Hubo un tiempo, antes de la globalización, en que el único chinatown existente en Cataluña era el delimitado por las calles Conde del Asalto y Robadors de Barcelona, y no eran precisamente bazares de baratijas el tipo de negocios que allí se explotaban.
Cierto que ya existía el top manta, aunque en unas dimensiones muchísimo más modestas de las que ha alcanzado en la actualidad gracias a la guerra por otros medios consistente en la inundación del mercado local con productos internacionales falsificados y cierto también que ya se había decidido que China fuese la fábrica del mundo, pero aún así, todavía entonces los falsificadores de marcas seguían siendo producto nacional.


En aquel procedimiento penal abreviado el Ministerio fiscal acusaba a un determinado individuo de un delito contra la propiedad industrial solicitando una pena de tres meses de arresto mayor, multa de un millón de pesetas, así como, en concepto de responsabilidad civil, indemnizar a la sociedad mercantil perjudicada en el importe del valor de los bienes falsificados.
El hombre tenía un pequeño negocio de lavandería industrial donde se procedía a la fase de lavado a la piedra para su envejecimiento artificial de una determinada marca internacional de pantalones tejanos, nada barata. La marca lo había cogido a prueba sólo para eso, para el lavado y envejecido de los pantalones ya confeccionados de los que la marca le proporcionó varias docenas, todos contados.

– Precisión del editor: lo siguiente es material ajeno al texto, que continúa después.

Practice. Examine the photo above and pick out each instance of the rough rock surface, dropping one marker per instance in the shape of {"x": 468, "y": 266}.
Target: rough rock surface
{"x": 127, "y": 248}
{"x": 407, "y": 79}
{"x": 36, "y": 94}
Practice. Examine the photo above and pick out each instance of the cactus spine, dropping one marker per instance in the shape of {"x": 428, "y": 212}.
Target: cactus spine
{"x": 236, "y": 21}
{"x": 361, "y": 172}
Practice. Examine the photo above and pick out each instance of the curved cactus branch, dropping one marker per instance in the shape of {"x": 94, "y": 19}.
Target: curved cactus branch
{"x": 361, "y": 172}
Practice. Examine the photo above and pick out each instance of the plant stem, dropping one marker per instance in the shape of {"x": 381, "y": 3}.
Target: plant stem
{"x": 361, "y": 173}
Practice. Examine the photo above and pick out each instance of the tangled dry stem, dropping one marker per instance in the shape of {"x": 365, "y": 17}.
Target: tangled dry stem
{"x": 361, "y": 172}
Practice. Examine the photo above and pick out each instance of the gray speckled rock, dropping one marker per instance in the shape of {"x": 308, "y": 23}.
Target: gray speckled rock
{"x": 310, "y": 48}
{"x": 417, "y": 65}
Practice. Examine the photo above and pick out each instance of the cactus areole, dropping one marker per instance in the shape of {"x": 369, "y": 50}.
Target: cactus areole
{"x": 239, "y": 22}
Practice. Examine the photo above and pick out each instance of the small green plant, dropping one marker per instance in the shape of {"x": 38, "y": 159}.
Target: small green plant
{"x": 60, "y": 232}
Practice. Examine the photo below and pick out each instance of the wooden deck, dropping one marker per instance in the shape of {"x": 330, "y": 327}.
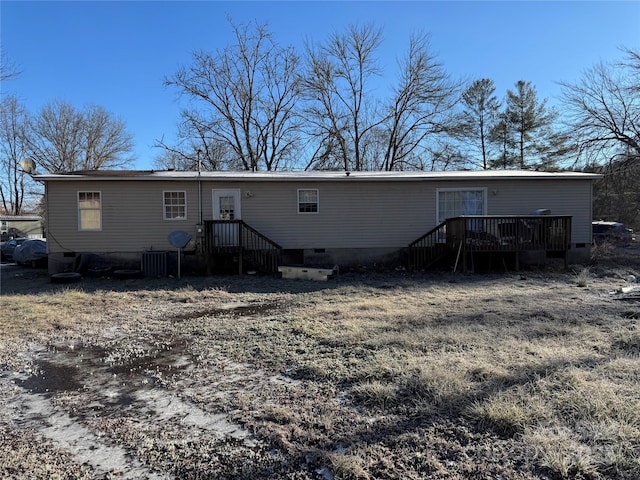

Sin embargo, en el acta de entrada y registro se encontraron en el local 1.865 pantalones, listos para ensamblar con sus correspondientes etiquetas, botones, ribetes, remaches, badanas y accesorios de la conocida marca, todo ello falso, a criterio de los peritos de la misma. Se encontraron también botones y remaches en cajas rectangulares y bolsas de plástico, así como diversos tipos de etiquetas, unas de cartón y otras adhesivas, y aunque a criterio de los peritos todo ello no eran sino falsificaciones, curiosamente se encontraron también ocho sellos de la marca que los propios peritos dudaban de su falsedad.
No quedó acreditado que el acusado participase en la fase de tejido de las telas, su función era la del lavado a la piedra y envejecimiento de los pantalones; tampoco se encontraron en el registro policial máquinas o útiles aptos para la confección o falsificación, a excepción de tres máquinas de poner remaches, junto con las lavadoras y secadoras, lo cual entraba dentro de la dinámica de especialización en este tipo de negocios donde en un sitio se fabrica la tela, en otro los accesorios falsos, en otro se monta el producto final y finalmente en otro se lavan para su envejecimiento artificial, actuaciones a las que más tarde se les han añadido los cortes y rasgados artificiales de la tela, tan de moda en los pantalones de chicas, que el tiempos pretéritos, donde funcionaba el principio de discriminación social por la vestimenta, «así te veo el hato, así te trato», quienes se vieron en la necesidad de vestir de esa guisa bien podrían actualmente solicitar a las marcas los correspondientes derechos de copy right.
El acusado se escudaba en que tenía los pantalones de la marca para el lavado a la piedra y que se los habían proporcionado desde un almacén, tenía además mil botones de bragueta de la marca, también para envejecerlos, así como etiquetas y badanas de esa misma marca. La marca por su parte mantenía que ella controlaba desde fábrica sus stocks, no podía ser que una persona pudiese tener tantas etiquetas, botones, badanas, y demás accesorios salvo que fuesen falsos.
En la sala de vistas en varias cajas de cartón se acumulaban las pruebas del delito, en unas, las más, los pantalones tejanos falsos ya montados y los accesorios y en otras, las menos, las varias docenas de pantalones verdaderos que la marca había entregado al acusado para su lavado a la piedra y envejecimiento. Sin embargo, como tantas veces suele ocurrir en la administración de justicia, hubo un traspapeleo, no en papeles, sino en las cajas de las pruebas, el funcionario que marcó las cajas como pantalones verdaderos y como pantalones falsificados, se confundió, de manera que lo falso aparecía marcado como verdadero y lo verdadero aparecía marcado como falso, lo que produjo, hasta que pudo ser aclarado, que los propios peritos dudaran de sí mismos, de si lo falso era verdadero o lo verdadero falso, cosa que en ocasiones sólo lo solventa la diferencia de precio.
Aunque era evidente que el acusado no realizaba todo el proceso productivo de falsificación industrial, se había consumado el tipo penal, por lo que procedía una sentencia condenatoria.